Ervine the politician…

Probably the last of the many tributes to David Ervine. This one was published by the excellent Business Eye magazine, and reproduced on the net by Newshound, is a lobbyist eye’s view from Quintin Oliver of Stratagem. It was once on the cards that the East Belfast man be ‘elevated’ to the Lords, if his bid to get into the Assembly had failed.

Ervine was a joy to lobby – he didn’t waste our time; he said no and meant it, or yes, and equally meant it. He valued the expert knowledge and passion in their cause that our clients brought to his table, recognising that as a busy ‘jack of all trades’ he needed to draw from others – ‘real people doing real things with real motives’, he called it. In the Assembly once, he regretted that ministers and the large parties could read from prepared scripts, while he had to ‘busk it’. That’s why he was ready to receive advice, although he would question the brief with characteristic rigour. He was big enough to know what he didn’t know, and not just pretend, as some others do.

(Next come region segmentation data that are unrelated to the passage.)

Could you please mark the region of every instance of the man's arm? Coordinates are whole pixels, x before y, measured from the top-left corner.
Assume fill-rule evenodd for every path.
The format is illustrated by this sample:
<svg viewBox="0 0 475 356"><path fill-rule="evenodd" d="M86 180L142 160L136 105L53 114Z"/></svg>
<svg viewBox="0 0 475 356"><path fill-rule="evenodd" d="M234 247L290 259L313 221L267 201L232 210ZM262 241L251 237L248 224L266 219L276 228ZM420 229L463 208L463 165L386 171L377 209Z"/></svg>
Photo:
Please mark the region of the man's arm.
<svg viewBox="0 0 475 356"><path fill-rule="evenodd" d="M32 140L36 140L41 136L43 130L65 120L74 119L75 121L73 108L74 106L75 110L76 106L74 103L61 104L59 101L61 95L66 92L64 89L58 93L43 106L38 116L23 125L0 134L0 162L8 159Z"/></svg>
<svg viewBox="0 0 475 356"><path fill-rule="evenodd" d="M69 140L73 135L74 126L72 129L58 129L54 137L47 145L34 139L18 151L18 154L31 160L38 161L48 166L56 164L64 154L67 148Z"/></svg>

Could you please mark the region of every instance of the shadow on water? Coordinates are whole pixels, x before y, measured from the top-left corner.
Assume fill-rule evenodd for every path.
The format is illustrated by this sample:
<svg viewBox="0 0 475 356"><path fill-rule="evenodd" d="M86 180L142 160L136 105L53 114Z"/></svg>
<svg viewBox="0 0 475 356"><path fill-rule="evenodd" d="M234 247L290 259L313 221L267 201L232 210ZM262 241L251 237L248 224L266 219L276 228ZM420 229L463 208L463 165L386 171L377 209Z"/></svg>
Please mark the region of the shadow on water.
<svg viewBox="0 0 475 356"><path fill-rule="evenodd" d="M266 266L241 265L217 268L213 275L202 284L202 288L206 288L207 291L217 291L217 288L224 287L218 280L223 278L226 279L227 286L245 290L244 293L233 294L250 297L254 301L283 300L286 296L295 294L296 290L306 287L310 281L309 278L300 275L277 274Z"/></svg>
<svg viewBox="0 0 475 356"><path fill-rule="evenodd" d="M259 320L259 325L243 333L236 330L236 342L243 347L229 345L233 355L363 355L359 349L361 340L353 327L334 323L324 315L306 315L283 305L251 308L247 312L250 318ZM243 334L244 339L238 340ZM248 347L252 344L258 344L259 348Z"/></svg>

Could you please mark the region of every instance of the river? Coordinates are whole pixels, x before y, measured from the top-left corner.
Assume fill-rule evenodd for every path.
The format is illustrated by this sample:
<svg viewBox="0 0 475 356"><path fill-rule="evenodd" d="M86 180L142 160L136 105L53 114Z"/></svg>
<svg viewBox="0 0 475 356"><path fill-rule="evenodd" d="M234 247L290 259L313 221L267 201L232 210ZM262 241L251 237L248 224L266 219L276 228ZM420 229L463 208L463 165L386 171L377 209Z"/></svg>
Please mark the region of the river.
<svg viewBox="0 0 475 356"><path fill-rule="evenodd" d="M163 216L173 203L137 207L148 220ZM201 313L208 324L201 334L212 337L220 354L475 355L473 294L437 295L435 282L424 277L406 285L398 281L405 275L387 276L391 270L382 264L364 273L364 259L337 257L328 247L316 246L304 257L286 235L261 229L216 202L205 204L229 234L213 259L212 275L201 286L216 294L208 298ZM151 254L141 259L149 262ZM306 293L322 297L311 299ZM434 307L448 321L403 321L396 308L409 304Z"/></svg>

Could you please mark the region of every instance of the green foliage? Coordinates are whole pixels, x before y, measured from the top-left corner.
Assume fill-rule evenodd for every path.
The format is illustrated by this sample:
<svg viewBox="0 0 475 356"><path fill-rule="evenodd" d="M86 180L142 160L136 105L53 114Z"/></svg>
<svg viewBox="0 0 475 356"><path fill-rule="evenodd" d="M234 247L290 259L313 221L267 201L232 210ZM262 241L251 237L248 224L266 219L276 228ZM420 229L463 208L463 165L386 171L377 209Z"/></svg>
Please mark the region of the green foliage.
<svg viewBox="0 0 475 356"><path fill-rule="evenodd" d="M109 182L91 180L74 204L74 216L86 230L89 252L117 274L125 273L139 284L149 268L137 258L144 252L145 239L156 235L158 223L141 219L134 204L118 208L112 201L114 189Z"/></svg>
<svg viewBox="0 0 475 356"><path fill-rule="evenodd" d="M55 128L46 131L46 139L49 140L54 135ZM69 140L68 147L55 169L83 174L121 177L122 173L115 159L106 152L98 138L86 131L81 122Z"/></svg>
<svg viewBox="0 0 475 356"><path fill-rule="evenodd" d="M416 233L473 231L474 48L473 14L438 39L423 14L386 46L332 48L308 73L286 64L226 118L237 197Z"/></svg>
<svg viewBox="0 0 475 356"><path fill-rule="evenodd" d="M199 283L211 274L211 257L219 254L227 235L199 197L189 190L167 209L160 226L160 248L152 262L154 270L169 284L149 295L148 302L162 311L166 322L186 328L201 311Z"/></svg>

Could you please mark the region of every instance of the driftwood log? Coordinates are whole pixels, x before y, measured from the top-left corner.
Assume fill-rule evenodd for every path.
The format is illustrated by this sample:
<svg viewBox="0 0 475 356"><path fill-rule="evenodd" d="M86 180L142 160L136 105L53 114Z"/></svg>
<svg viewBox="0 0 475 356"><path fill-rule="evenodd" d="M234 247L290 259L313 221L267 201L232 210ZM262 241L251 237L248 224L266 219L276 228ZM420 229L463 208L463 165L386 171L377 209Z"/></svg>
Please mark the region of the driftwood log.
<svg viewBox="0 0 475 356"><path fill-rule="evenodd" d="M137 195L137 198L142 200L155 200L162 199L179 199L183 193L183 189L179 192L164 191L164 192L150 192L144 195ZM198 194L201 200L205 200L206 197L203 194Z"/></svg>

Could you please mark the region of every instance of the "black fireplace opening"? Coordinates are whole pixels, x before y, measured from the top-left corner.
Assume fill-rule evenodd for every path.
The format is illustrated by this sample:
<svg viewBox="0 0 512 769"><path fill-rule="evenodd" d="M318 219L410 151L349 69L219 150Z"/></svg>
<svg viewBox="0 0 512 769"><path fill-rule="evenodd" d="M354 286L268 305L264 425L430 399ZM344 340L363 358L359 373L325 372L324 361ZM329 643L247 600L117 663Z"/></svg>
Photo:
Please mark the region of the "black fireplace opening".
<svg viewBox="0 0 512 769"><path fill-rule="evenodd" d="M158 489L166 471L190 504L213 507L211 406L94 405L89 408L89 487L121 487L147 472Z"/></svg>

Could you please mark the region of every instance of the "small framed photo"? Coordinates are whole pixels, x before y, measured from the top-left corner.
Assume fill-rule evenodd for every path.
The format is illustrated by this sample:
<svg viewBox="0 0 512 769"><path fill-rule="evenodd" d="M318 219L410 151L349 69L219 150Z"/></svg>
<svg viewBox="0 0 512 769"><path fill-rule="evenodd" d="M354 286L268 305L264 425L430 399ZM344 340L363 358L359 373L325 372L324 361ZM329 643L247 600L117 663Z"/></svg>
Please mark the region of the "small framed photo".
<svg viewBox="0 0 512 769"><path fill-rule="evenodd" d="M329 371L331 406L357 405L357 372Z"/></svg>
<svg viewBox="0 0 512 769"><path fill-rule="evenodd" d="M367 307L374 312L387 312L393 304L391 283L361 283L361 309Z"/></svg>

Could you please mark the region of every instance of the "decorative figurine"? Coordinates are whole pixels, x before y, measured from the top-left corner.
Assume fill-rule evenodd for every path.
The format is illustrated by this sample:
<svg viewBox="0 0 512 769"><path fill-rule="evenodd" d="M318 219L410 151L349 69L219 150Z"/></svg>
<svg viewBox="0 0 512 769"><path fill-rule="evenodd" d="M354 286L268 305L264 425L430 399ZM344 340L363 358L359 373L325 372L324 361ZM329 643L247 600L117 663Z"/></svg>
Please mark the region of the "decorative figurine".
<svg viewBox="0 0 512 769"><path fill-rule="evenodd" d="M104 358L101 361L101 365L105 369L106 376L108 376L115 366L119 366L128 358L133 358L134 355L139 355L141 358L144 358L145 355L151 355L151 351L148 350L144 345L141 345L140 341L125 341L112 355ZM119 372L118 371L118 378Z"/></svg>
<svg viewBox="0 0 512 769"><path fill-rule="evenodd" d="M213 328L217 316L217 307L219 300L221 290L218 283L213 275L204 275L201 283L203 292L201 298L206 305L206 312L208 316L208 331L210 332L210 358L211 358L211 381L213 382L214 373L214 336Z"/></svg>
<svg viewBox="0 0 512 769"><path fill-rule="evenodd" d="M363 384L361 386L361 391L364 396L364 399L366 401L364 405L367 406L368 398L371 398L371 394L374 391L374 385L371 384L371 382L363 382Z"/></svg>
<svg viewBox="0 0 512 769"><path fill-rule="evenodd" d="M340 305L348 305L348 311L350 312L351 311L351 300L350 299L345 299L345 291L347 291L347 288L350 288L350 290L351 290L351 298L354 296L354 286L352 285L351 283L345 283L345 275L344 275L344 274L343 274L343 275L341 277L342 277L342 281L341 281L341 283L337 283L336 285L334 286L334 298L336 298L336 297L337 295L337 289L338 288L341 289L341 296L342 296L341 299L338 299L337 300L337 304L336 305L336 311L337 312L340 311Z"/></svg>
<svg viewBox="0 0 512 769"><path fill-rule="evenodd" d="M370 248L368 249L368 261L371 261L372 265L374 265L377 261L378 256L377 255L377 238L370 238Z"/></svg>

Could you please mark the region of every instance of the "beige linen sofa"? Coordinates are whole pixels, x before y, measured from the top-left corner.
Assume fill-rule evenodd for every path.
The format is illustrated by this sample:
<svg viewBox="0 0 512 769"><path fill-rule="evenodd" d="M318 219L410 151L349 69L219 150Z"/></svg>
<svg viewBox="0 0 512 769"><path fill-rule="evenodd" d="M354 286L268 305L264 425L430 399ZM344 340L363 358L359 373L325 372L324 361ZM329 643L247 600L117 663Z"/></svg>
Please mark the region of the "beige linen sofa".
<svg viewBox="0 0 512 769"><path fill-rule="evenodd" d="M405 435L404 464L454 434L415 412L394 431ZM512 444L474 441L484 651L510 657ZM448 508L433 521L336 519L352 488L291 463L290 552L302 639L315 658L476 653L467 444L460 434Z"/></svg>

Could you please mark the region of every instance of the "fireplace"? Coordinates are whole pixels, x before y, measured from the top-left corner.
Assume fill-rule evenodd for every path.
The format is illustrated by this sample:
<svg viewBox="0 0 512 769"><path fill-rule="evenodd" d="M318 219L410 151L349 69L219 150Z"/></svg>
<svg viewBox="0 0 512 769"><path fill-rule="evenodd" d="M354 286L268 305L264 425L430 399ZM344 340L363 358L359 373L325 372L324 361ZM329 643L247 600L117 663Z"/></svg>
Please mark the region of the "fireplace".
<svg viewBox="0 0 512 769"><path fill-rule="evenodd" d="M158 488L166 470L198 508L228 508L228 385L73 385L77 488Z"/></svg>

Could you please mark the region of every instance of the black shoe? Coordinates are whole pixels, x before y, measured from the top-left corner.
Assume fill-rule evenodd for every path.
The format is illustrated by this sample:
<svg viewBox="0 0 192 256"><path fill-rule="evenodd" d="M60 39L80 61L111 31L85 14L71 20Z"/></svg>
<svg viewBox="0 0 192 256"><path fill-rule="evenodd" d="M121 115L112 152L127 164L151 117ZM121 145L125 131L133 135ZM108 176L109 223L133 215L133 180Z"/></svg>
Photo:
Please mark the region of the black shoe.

Although as an old-fashioned Socialist he was not instantly business-friendly in the traditional sense, he valued the dignity of labour, and understood the importance of employment in his east Belfast heartland. He and Jeanette had after all called their second son ‘Owen’ after the hero of Robert Tressell’s seminal Victorian novel on the struggle for workers’ rights. His gem on religion and work is worth repeating: “people shouldn’t wake up wondering whether they are Irish or British – they should be wondering whether they are going to be late for work.” That enshrines his practical and no-nonsense approach.

And lastly, despite the seeming contradiction of his career in the round, perhaps one of the reasons this once ‘gentile’ UVF bomber was held in such affection by many outside his own community:

He once scolded me for asking the banal question of him in public about his greatest sense of achievement as a politician; ‘of course, it’s the constituency work, Quintino, that’s what I’m meant to say, amn’t I?” But in reality it was his ambition to answer that much more penetrating question asked of him by Gusty Spence, as he had entered the UVF cage in Long Kesh, long before, “Why are you here?”

That was his driver, his shining light, his candle in the dark; and no ermine could have smothered that burning ambition.